A job that had to run periodically may have failed. When?

This type of problem is pretty typical in data engineering, when you want to backfill a table by re-running a job. My recommendation is to always, always do this type of computation in a programming language (in my work case, Python), but this can be done in pure SQL.

In a generic PostgreSQL database, you would use the function generate_series from the minimum to the maximum in tni table, and then just join.

Sadly, AWS Redshift does not have generate_series.

Well, technically it does

The function exists, and can be used BUT is a “driver-only” function. This means the computation is done in the driver. There is then no way to use it in a real query. It can be used for presentation purposes, like in SELECT * FROM generate_series(1, 30, 1) but you won’t be able to join this (as a table expression) with a real table, because this cannot be sent to workers.

Instead, you can do the following, given a target_table and a a_very_large_table available in your Redshift database. Note that this “very” is relative, and will depend on the granularity of your frequency. In general, if you are using Redshift you probably have a large enough table somewhere. Otherwise, check the stl_ (statistical) system tables, some of these are large-ish.

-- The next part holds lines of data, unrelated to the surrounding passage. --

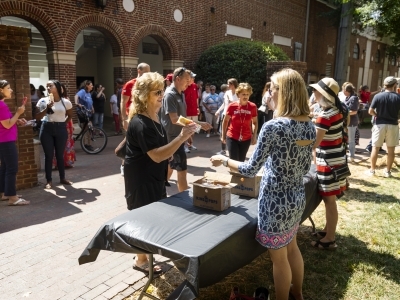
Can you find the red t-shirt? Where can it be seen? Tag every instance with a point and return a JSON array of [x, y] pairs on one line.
[[241, 120], [364, 96], [191, 99], [127, 91]]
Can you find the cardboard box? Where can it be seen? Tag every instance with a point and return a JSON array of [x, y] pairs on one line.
[[246, 186], [211, 196]]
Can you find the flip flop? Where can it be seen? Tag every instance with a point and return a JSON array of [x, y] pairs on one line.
[[66, 182], [6, 199], [19, 202], [324, 245], [145, 268]]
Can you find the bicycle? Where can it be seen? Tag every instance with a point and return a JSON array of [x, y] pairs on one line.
[[93, 140]]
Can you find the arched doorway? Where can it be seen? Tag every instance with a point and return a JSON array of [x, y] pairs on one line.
[[94, 61]]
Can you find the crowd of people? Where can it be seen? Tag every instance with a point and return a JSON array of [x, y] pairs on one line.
[[288, 126]]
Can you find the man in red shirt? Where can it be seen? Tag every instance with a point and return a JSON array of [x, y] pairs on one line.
[[127, 93], [192, 108]]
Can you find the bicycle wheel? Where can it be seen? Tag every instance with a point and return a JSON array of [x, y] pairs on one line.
[[93, 140]]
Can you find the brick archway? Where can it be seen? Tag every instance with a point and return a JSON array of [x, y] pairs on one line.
[[163, 38], [37, 17], [111, 30]]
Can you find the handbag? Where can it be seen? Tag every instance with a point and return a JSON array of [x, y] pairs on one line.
[[340, 172], [120, 151]]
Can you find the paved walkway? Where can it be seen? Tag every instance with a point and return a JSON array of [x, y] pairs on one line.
[[41, 242]]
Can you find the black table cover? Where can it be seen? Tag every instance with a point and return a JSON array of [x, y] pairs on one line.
[[204, 245]]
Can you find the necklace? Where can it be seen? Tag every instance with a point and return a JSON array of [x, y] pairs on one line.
[[160, 133]]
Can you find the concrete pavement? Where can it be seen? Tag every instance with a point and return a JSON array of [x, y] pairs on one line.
[[41, 242]]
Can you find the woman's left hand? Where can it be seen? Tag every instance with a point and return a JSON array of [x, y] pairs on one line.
[[21, 122], [254, 139], [217, 160]]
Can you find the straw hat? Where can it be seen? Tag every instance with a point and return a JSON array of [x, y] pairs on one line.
[[328, 87]]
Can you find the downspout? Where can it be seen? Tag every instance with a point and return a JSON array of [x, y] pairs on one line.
[[306, 31]]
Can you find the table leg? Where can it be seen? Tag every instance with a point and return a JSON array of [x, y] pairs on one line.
[[151, 276]]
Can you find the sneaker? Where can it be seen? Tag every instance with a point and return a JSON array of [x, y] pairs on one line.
[[370, 172], [222, 152], [387, 174]]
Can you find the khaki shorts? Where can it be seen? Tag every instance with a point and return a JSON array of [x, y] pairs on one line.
[[385, 133]]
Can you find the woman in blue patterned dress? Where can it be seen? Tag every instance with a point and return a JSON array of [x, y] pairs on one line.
[[284, 147]]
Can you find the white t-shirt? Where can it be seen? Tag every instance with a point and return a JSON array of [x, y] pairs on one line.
[[58, 108], [113, 101]]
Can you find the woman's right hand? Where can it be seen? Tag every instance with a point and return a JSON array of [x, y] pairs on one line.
[[21, 110], [188, 130]]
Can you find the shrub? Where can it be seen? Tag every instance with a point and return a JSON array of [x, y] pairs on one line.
[[241, 59]]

I will briefly explain what the code does below.

WITH _target_table AS 
(
  SELECT *
  FROM target_table
),
start_date AS
(
  SELECT DAY::DATE AS dt
  FROM _target_table
  ORDER BY 1 ASC LIMIT 1
),
end_date AS
(
  SELECT DAY::DATE AS dt
  FROM _target_table
  ORDER BY 1 DESC LIMIT 1
),
date_span AS
(
  SELECT datediff('day', 
           (SELECT * FROM start_date), 
           (SELECT * FROM end_date))
  FROM start_date
),
date_ranger AS
(
  SELECT ((SELECT * FROM start_date) + rn)::DATE AS dt
  FROM (SELECT ROW_NUMBER() OVER (PARTITION BY 1) AS rn
        FROM a_very_large_table)
  WHERE rn <= (SELECT * FROM date_span)
  ORDER BY dt ASC
)
SELECT date_ranger.dt,
       CASE
         WHEN b.dt IS NULL THEN FALSE
         ELSE TRUE
       END AS available_in_target_table
FROM (SELECT DAY::DATE AS dt
      FROM _target_table
      GROUP BY 1
      ORDER BY 1 DESC) b
  RIGHT JOIN date_ranger ON b.dt = date_ranger.dt
ORDER BY dt ASC;

There is nothing fancy going on, even if it may look like there is. I use common table expressions to simplify the final result and be able to name things.

Alias the input table as CTE _target_table.
First get the initial date (CTE start_date).
Then get the end date (CTE end_date).
Get the date difference from these two, CTE date_span. If you have different frequency, change the frequency in datediff.
The meat and potatoes is the CTE date_ranger, which uses a_very_large_table’s row counts to generate a valid span from start_date to end_date.
Finally, RIGHT (or LEFT, that’s up to your preference) join the target table with the date_ranger to find the gaps (NULLs)

It’s not super-hard, but it’s kind of good to have it in a good copy-pastable way.

Be careful with CTEs in Redshift

Even though CTEs are very handy to make SQL look readable, I have found some cases where the query planner in Redshift did not optimise a query in a CTE, whereas an embedded query was optimized.

I recommend you use CREATE TEMP TABLE AS (SELECT …) and compare run times and query plans with the same as a CTE: it is relatively easy to go from one to the other, readability can be similar enough, but runtime could be very different.